Large Arrays, and LOH Fragmentation. What is the accepted convention?

Gorchestopher H picture Gorchestopher H · Mar 8, 2010 · Viewed 8.8k times · Source

I have an other active question HERE regarding some hopeless memory issues that possibly involve LOH Fragmentation among possibly other unknowns.

What my question now is, what is the accepted way of doing things? If my app needs to be done in Visual C#, and needs to deal with large arrays to the tune of int[4000000], how can I not be doomed by the garbage collector's refusal to deal with the LOH?

It would seem that I am forced to make any large arrays global, and never use the word "new" around any of them. So, I'm left with ungraceful global arrays with "maxindex" variables instead of neatly sized arrays that get passed around by functions.

I've always been told that this was bad practice. What alternative is there?

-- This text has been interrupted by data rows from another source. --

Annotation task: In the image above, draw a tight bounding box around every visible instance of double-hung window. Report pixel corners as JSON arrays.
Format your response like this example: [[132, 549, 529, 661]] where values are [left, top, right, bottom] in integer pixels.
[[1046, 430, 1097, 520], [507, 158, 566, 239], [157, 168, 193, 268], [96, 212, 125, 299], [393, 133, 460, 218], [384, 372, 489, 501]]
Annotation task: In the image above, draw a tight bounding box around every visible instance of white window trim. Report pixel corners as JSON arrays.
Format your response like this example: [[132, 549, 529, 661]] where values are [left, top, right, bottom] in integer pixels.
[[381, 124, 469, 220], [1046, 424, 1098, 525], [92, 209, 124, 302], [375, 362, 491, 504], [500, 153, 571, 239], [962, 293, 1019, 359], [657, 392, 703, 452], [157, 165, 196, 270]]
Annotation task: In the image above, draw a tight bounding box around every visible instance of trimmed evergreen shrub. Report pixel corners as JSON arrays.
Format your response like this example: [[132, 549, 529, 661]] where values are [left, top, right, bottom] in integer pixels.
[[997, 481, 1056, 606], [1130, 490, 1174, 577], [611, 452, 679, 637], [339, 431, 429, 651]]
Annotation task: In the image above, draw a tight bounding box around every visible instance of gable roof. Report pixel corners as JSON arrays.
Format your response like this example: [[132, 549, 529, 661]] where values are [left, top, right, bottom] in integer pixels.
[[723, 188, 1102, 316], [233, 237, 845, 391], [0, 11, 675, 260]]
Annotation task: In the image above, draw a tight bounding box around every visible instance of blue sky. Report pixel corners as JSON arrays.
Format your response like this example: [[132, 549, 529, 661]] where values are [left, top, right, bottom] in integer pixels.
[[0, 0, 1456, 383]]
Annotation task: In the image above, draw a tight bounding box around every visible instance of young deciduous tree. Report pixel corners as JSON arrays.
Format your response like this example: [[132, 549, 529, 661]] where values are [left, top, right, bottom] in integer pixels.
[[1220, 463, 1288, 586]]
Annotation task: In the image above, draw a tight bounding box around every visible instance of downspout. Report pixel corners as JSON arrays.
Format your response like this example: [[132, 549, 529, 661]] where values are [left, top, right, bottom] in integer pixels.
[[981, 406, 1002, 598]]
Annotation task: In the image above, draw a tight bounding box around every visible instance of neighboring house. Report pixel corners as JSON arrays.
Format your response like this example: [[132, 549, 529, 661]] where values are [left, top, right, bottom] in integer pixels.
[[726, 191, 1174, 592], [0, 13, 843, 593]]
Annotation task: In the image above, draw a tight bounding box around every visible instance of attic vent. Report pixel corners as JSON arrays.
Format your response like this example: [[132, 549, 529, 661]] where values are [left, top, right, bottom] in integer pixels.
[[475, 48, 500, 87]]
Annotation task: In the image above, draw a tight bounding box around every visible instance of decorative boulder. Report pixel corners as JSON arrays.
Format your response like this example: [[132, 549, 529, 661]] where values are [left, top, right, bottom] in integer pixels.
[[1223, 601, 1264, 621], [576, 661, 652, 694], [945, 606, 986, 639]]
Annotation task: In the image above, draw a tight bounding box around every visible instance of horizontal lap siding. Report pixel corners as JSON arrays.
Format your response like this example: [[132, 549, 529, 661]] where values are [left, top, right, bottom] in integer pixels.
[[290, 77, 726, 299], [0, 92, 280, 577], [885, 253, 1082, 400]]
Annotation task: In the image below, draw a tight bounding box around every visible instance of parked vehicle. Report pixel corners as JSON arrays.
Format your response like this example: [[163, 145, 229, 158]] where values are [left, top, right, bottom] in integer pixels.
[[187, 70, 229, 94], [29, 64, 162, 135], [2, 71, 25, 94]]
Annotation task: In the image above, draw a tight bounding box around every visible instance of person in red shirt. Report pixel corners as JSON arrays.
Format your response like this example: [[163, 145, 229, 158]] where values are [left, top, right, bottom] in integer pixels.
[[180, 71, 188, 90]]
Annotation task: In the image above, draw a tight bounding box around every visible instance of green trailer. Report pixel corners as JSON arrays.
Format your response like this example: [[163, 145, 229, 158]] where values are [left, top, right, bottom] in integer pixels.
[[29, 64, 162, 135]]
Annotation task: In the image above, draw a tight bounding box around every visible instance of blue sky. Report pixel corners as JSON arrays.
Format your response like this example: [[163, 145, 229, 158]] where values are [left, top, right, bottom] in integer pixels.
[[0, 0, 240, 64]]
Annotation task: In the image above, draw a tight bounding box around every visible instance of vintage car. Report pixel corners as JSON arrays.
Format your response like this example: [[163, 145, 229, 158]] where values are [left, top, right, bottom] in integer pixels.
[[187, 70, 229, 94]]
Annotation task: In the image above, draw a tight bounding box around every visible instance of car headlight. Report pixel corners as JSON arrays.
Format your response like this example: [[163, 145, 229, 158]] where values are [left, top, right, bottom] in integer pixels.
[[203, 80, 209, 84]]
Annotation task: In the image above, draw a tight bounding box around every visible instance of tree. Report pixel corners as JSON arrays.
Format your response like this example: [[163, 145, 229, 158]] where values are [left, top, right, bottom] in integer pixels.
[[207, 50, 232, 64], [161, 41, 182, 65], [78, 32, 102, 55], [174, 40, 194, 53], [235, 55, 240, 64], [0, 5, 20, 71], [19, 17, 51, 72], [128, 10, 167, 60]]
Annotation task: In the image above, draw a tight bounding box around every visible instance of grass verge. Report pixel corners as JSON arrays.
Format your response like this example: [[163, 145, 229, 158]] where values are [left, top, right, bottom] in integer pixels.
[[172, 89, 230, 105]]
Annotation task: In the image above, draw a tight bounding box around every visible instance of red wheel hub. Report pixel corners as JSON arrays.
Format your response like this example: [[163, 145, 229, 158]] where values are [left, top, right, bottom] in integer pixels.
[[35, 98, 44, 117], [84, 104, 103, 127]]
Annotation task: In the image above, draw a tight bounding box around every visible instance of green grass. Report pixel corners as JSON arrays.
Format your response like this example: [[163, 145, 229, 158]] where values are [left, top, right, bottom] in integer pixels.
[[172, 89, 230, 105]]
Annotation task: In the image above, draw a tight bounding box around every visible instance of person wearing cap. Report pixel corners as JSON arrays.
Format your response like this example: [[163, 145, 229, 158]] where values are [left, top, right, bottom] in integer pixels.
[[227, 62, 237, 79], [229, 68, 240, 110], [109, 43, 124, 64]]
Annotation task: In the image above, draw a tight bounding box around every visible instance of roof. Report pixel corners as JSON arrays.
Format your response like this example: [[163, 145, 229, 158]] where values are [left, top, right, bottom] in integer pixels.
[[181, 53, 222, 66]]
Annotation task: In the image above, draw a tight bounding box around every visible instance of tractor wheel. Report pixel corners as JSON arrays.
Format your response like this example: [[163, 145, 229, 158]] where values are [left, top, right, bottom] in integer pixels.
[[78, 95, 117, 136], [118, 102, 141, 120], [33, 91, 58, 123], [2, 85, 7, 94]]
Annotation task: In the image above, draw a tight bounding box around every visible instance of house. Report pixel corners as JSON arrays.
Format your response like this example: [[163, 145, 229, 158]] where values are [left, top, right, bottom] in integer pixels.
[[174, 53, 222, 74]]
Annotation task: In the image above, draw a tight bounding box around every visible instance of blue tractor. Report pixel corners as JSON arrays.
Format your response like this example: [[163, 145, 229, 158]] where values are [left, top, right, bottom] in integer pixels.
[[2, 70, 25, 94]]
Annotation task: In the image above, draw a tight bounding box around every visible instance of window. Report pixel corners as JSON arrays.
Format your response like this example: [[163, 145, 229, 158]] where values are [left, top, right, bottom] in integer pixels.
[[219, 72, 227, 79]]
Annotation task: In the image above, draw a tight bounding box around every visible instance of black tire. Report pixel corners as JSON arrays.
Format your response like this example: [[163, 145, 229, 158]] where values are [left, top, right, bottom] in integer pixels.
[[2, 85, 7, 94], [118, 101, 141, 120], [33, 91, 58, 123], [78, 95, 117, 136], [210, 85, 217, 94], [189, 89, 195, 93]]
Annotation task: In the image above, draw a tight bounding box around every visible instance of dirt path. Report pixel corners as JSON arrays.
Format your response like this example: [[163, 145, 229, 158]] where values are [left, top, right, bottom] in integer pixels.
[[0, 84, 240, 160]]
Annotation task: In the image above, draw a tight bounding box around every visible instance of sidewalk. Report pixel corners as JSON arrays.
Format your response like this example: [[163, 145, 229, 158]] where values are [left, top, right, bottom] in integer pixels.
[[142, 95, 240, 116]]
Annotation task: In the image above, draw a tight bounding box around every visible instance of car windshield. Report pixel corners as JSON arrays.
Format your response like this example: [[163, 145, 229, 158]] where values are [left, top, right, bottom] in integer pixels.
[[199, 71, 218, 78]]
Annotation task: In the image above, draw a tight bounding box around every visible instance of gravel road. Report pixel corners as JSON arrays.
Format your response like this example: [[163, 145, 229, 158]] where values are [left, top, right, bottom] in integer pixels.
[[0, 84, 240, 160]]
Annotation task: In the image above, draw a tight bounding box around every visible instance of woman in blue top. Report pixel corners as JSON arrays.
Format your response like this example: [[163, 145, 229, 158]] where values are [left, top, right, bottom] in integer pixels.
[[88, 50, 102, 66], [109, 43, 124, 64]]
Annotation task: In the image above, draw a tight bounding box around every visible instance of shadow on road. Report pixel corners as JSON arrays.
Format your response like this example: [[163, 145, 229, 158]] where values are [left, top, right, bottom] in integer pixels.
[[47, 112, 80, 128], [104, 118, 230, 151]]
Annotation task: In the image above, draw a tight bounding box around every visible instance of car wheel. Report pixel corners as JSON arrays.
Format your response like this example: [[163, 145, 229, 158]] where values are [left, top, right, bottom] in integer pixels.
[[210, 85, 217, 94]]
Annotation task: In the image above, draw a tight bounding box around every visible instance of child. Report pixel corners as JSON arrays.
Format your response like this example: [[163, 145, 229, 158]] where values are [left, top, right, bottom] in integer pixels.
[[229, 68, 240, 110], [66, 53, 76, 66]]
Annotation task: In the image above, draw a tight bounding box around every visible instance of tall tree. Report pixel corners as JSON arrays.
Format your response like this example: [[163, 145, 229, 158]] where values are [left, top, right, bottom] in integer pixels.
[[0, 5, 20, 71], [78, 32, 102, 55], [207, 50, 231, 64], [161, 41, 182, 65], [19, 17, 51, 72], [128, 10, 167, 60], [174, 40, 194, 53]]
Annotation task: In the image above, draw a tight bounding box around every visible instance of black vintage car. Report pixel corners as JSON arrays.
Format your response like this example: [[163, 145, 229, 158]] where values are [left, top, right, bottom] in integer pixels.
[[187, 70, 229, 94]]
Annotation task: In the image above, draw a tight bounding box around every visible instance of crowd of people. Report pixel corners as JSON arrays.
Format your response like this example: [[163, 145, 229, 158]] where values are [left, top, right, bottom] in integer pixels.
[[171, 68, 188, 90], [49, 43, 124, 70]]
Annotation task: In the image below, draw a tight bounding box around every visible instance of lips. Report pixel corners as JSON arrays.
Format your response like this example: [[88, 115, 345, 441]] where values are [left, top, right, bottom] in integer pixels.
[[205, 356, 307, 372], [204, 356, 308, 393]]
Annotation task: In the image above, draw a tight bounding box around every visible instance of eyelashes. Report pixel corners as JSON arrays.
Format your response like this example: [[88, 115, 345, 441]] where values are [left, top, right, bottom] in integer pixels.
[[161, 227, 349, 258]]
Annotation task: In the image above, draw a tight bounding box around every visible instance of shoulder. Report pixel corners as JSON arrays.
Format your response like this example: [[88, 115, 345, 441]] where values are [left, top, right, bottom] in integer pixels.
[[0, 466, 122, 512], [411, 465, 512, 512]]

Is there some kind of function to the tune of System.GC.CollectLOH("Seriously") ? Are there possibly some way to outsource garbage collection to something other than System.GC?

Anyway, what are the generally accepted rules for dealing with large (>85Kb) variables?

Answer

Paul Ruane picture Paul Ruane · Mar 8, 2010

Firstly, the garbage collector does collect the LOH, so do not be immediately scared by its prescence. The LOH gets collected when generation 2 gets collected.

The difference is that the LOH does not get compacted, which means that if you have an object in there that has a long lifetime then you will effectively be splitting the LOH into two sections — the area before and the area after this object. If this behaviour continues to happen then you could end up with the situation where the space between long-lived objects is not sufficiently large for subsequent assignments and .NET has to allocate more and more memory in order to place your large objects, i.e. the LOH gets fragmented.

Now, having said that, the LOH can shrink in size if the area at its end is completely free of live objects, so the only problem is if you leave objects in there for a long time (e.g. the duration of the application).

Starting from .NET 4.5.1, LOH could be compacted, see GCSettings.LargeObjectHeapCompactionMode property.

Strategies to avoid LOH fragmentation are:

  • Avoid creating large objects that hang around. Basically this just means large arrays, or objects which wrap large arrays (such as the MemoryStream which wraps a byte array), as nothing else is that big (components of complex objects are stored separately on the heap so are rarely very big). Also watch out for large dictionaries and lists as these use an array internally.
  • Watch out for double arrays — the threshold for these going into the LOH is much, much smaller — I can't remember the exact figure but its only a few thousand.
  • If you need a MemoryStream, considering making a chunked version that backs onto a number of smaller arrays rather than one huge array. You could also make custom version of the IList and IDictionary which using chunking to avoid stuff ending up in the LOH in the first place.
  • Avoid very long Remoting calls, as Remoting makes heavy use of MemoryStreams which can fragment the LOH during the length of the call.
  • Watch out for string interning — for some reason these are stored as pages on the LOH and can cause serious fragmentation if your application continues to encounter new strings to intern, i.e. avoid using string.Intern unless the set of strings is known to be finite and the full set is encountered early on in the application's life. (See my earlier question.)
  • Use Son of Strike to see what exactly is using the LOH memory. Again see this question for details on how to do this.
  • Consider pooling large arrays.

Edit: the LOH threshold for double arrays appears to be 8k.